How does your literature read? Would you read the whole piece? Does it have eye-appeal? Why does it need to be visually appealing, you ask? So people will look at it! Do you want your literature and website doing all your quoting and selling, or do you want your sales agents doing this important job? Did you know that 75% of people don’t link to more than three pages on a website? So why do you have five? Did you realize the average viewer-waiting
time for a website to download is 30 seconds? So why do you have that beautiful flash intro that takes two minutes to download? What type of event marketing do you do? What is event marketing?
Can you see my direction? You may have answers to some of these questions or maybe none at all. Either way, the questions you can’t answer are symptomatic of the lack of marketing insight many in the construction industry have. Keep in mind that your marketing efforts must be conducive to and reinforced by your sales plan. Sales and marketing are not two different vehicles -- a very common misconception.

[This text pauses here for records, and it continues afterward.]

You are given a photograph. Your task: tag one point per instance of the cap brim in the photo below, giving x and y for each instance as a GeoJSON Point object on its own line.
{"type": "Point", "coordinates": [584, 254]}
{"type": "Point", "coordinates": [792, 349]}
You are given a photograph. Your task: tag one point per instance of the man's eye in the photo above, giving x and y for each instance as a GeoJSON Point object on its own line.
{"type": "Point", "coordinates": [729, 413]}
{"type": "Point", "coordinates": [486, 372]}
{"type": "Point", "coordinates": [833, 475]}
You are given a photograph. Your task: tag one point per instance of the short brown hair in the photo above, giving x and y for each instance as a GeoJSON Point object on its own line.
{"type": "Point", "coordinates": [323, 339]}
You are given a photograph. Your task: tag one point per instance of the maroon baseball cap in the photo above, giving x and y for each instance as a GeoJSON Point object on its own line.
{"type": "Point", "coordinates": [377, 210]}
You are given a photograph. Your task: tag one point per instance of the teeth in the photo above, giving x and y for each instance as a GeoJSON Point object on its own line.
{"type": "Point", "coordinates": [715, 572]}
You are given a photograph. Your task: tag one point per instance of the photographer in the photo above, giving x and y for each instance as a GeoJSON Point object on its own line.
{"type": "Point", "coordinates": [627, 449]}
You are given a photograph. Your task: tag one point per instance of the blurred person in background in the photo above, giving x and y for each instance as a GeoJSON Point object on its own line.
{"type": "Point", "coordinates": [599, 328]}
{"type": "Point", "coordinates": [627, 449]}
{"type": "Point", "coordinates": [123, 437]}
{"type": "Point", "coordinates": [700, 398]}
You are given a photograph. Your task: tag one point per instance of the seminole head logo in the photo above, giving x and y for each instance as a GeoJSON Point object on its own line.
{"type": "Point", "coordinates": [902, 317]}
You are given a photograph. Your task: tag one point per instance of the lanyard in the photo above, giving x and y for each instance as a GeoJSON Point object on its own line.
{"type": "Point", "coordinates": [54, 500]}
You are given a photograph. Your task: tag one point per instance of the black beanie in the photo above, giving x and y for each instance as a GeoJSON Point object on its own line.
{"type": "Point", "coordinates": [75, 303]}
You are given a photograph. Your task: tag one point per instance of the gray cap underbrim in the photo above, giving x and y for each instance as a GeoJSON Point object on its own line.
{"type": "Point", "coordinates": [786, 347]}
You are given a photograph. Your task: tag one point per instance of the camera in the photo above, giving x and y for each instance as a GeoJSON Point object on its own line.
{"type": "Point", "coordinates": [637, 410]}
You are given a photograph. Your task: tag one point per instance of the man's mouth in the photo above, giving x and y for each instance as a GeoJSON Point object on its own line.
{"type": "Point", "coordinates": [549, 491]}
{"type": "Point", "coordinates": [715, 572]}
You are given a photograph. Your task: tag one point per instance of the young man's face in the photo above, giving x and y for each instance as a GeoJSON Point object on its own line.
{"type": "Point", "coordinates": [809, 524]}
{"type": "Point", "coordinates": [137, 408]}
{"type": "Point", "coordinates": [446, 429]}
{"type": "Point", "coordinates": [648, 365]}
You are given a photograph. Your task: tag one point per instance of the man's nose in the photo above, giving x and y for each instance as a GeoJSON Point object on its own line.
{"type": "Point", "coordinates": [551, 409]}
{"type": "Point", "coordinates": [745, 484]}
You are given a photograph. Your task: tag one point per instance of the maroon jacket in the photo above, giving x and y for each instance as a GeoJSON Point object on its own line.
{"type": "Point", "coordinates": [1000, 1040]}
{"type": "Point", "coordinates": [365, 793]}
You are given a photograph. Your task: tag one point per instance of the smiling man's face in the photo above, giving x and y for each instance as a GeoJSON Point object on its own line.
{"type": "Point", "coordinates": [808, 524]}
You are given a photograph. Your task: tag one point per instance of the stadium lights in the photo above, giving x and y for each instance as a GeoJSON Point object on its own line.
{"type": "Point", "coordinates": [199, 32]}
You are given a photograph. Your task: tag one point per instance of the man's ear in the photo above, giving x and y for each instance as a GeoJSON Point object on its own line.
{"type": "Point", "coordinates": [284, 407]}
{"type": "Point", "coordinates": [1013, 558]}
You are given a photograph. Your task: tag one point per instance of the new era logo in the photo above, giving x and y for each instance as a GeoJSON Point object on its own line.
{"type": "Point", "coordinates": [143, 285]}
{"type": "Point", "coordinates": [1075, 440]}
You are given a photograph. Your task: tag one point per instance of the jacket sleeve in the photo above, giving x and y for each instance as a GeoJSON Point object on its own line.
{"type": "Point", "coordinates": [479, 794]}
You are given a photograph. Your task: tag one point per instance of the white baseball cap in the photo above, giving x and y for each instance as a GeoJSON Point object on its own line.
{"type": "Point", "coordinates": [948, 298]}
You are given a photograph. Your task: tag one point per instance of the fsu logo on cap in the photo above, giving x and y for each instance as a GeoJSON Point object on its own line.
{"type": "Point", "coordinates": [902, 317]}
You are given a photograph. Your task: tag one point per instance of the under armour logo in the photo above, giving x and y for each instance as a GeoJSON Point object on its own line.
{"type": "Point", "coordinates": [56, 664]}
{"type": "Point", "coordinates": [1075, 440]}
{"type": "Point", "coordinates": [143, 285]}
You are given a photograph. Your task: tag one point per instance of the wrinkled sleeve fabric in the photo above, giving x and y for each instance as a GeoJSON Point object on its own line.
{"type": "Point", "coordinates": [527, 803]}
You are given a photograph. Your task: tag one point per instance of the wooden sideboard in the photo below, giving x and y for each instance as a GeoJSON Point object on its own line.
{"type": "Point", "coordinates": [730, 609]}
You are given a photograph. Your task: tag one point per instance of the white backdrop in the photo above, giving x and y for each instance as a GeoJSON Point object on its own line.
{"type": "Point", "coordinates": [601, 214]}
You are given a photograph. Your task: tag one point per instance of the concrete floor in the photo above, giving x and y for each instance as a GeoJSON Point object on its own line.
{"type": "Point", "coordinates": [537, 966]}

They directly feed off each other. Too many firms are completely disjointed in relation to this synergy.
Sales Strategy
Aaaaah, we close with the sales strategy. The long forgotten child of selling success. How can you fight a competitive sales battle without a plan? You need to determine target accounts, revenue goals, margin standards, separation points and marketing-reinforced attack strategies. Select the customers, projects and business you want, and develop a plan and go after it. Include your sales agents in the plan and structure it to maximize your marketing and branding efforts.
See how this all comes together? You’ll have confidence, energy and comfort knowing you have a plan going forward. You won’t be killing yourself trying to figure out how to win each piece of business. It will be easier to maintain margins and close a higher percentage of opportunities. If you don’t know how to set a sales strategy, hire someone who can help. Don’t fight without a plan! You will lose. (Badly!)
There you have it. Those are the basic strategies you need to maximize where your company is going in its growth agenda. Many contractors need to modernize in these areas and the sooner the better. Look at the strong performers you compete against and you’ll clearly see these elements at work. They don’t just have a pretty logo; they have a pretty good attack strategy behind it!